Whichever version of the story is true, the proof will be in how many more DRM-free titles become available in the wake of the change. Cory also posted some critical questions on Boing Boing that remain unanswered. Depending on the answers, Amazon still may be pushing a locked-in system, just relying on contract enforcement rather than the DMCA.

Amazon Announces Application SDK for Kindle

Great, yet another app store, this time from Amazon, for the Kindle. Given the retail giant’s past, in particular with this device, the policies and controls are likely to be stifling. Couple that with the device’s technical limitations, and I’d suggest this may become a largely still born effort.

It also cuts against the grain of the Kindle as a single use device. One of the aspects of general purposes computers that hugely erodes their appeal for reading longer texts is the temptation to switch away to some other distraction. Amazon will no doubt make as much if not more money off of applications as book titles but it still feels like a dilution of one of the Kindle’s main attractions.

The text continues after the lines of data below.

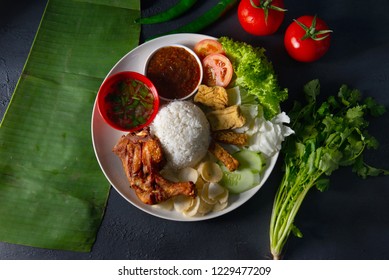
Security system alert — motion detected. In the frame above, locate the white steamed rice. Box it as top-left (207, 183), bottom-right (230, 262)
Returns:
top-left (151, 101), bottom-right (210, 169)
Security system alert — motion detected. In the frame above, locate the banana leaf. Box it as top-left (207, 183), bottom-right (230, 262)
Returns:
top-left (0, 0), bottom-right (140, 252)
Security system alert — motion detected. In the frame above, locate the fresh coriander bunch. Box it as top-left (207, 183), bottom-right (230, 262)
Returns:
top-left (270, 80), bottom-right (389, 259)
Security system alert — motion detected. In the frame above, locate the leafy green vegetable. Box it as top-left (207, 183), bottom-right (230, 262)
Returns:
top-left (219, 37), bottom-right (288, 120)
top-left (270, 80), bottom-right (389, 259)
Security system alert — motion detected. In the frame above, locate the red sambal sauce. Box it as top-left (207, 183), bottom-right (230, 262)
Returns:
top-left (105, 78), bottom-right (154, 129)
top-left (146, 46), bottom-right (200, 99)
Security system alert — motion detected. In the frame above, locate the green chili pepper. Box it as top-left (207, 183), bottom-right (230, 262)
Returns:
top-left (135, 0), bottom-right (197, 24)
top-left (148, 0), bottom-right (238, 40)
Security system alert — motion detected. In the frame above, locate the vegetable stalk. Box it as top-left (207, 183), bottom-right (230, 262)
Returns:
top-left (269, 80), bottom-right (389, 259)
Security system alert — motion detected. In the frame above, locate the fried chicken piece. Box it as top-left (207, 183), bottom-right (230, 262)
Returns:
top-left (207, 105), bottom-right (246, 131)
top-left (194, 85), bottom-right (228, 110)
top-left (208, 141), bottom-right (239, 171)
top-left (113, 129), bottom-right (196, 204)
top-left (212, 130), bottom-right (248, 146)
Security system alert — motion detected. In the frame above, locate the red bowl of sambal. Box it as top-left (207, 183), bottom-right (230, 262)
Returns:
top-left (97, 71), bottom-right (159, 132)
top-left (145, 44), bottom-right (203, 101)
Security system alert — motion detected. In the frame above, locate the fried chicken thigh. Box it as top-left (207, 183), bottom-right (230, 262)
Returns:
top-left (113, 129), bottom-right (196, 204)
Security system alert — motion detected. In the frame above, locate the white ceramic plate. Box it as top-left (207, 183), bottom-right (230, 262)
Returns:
top-left (91, 34), bottom-right (278, 221)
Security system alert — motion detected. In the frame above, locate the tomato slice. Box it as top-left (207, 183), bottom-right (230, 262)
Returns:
top-left (202, 53), bottom-right (234, 87)
top-left (194, 39), bottom-right (224, 60)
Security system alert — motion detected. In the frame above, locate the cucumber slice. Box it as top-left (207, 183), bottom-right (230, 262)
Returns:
top-left (233, 150), bottom-right (266, 173)
top-left (219, 168), bottom-right (260, 193)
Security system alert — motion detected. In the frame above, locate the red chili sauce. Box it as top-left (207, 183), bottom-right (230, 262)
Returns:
top-left (105, 78), bottom-right (154, 129)
top-left (146, 46), bottom-right (200, 99)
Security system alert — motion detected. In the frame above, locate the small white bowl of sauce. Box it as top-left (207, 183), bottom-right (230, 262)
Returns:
top-left (145, 44), bottom-right (203, 101)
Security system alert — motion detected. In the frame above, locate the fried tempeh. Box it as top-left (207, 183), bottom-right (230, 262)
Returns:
top-left (208, 141), bottom-right (239, 171)
top-left (212, 130), bottom-right (248, 146)
top-left (207, 105), bottom-right (246, 131)
top-left (194, 85), bottom-right (228, 110)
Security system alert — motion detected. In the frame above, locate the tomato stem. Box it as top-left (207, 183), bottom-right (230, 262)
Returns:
top-left (250, 0), bottom-right (287, 24)
top-left (294, 15), bottom-right (333, 41)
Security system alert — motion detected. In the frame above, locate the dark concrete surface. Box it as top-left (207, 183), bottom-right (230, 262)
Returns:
top-left (0, 0), bottom-right (389, 259)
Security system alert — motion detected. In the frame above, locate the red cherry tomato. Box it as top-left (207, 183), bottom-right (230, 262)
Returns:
top-left (284, 15), bottom-right (332, 62)
top-left (238, 0), bottom-right (286, 35)
top-left (202, 53), bottom-right (234, 87)
top-left (194, 39), bottom-right (224, 60)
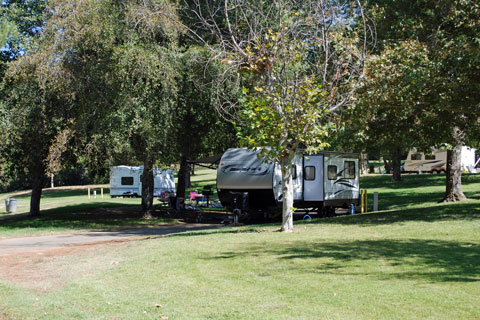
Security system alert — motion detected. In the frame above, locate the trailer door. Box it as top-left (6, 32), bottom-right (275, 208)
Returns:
top-left (303, 156), bottom-right (323, 201)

Following Up for the Week of 10/4/2009

Judicial Tech Illiteracy, Amazon and the Public Domain, and More

  • Radio Berkman podcast episode on anonymity and limits on free speech
    As I do not already listen to enough podcasts on legal matters. But I am grateful to TLF’s Adam Thierer for bringing this to my attention, especially this particular episode on an excellent subject that is very relevant to recent stories about anonymous speech circulating through the blogosphere. I will warn you that while there is an Ogg version of the podcast, the file I checked had a panning issue; sound only on the right channel.
  • New language on the JVM from Google
    The name, short for “No Operation”, sounds like a joke, but the piece I found via Hacker News appears to be legitimate. I understand the reasoning behind the laundry list of features but wonder, as I usually do, if their efforts would have been better served helping Scala or Groovy rather than creating a whole new language.
  • Amazon delaying public domain submissions for the Kindle
    Although the piece doesn’t say explicitly, I suspect that the Orwell incident is a large part of their reasoning. What they have said is suspicious, as the letter including in this article makes clear. At least they are not singling anyone out.
  • Tech illiteracy’s impact on judges’ rulings
    At Techdirt, Mike Masnick shares a good example of a case where illiteracy yielded an outcome one hundred and eighty degrees from how things would have gone if the judge were more clueful. It echoes the question I consider a while ago.
  • Big Content whines to FCC to perserve its internet filtering plans
    I really am not at all surprised by Nate Anderson’s coverage at Ars of another FCC workshop on their broadband plan in which the entertainment industry took over with flimsy rhetoric, easily debunked, intending to shore up their desire to deputize ISPs to police for infringing content.
  • An overreaching patent from Google on reading lists
    RWW supposes this may be a key patent underlying the Bundles feature in Reader. Further, they detail a response from Winer which seems to have the right of it, that at least judging from the abstract on the patent, there is a load of applicable prior art.
  • Ruling further limits interpretation of the CFAA
    According to Jacqui Cheung at Ars, in this instance the ruling on appeal was for a case around ex-employees accessing former employer’s data. It reins in another of the problematic, broadening claims brought to bear under the already overly vague and dangerous Computer Fraud and Abuse Act.